Modern science, however, tells us that this mode of measurement is by no means the simple and accurate process which it at first seems to be. In point of fact, there is something like a constant error in all such retrospective measurement. Vierordt has proved experimentally, by making a person try to reproduce the varying time-intervals between the strokes of the pendulum of a metronome, that when the interval is a very small one, we uniformly tend to exaggerate it in retrospection; when a large one, to regard it, on the contrary, as less than it actually was.[117]
A mere act of reflection will convince any one that when he tries to conceive a very small interval, say a quarter of a second, he is likely to make it too great. On the other hand, when we try to conceive a year, we do not fully grasp the whole extent of the duration. This is proved by the fact that merely by spending more time over the attempt, and so recalling a larger number of the details of the period, we very considerably enlarge our first estimate of the duration. And this leads to great discrepancies in the appreciation of the relative magnitudes of past sections of time. Thus, as Wundt observes, though in retrospect both a month and a year seem too short, the latter is relatively much more shortened than the former.[118]
The cause of this constant error in the mode of reproducing durations seems to be connected with the very nature of the reproductive act. It must be borne in mind that this act is itself, like the experience which it represents, a mental process, occupying time, and that consequently it may very possibly reflect its time-character on the resulting judgment. Thus, since it certainly takes more than a quarter of a second to pass in imagination from one impression to another, it may be that we tend to confound this duration with that which we try to represent. Similarly, the fact that in the act of reproductive imagination we under-estimate a longer interval between two impressions, say those of the slow beats of a colliery engine, may be accounted for by the supposition that the imagination tends to pass from the one impression to the succeeding one too rapidly.[119]

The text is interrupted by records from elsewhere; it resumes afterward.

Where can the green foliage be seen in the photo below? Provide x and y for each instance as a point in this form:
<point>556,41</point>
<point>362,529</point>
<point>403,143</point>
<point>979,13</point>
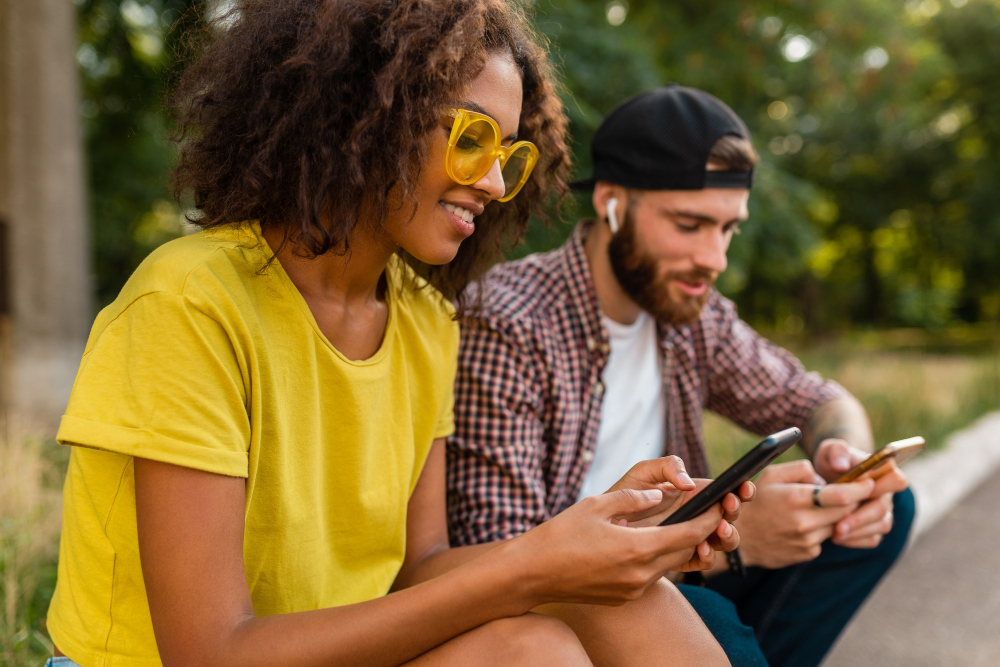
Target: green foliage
<point>125,53</point>
<point>878,123</point>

The gross misappreciation of duration of long periods of time, while it may illustrate the principle just touched on, clearly involves the effect of other and more powerful influences. A mere glance at what is in our mind when we recall such a period as a month or a year, shows that there is no clear concrete representation at all. Time, it has been often said, is known only so far as filled with concrete contents or conscious experiences, and a perfect imagination of any particular period of past time would involve a retracing of all the successive experiences which have gone to make up this section of our life. This, I need not say, never happens, both because, on the one hand, memory does not allow of a complete reproduction of any segment of our experience, and because, on the other hand, such an imaginative reproduction, even if possible, would clearly occupy as much time as the experience itself.[120]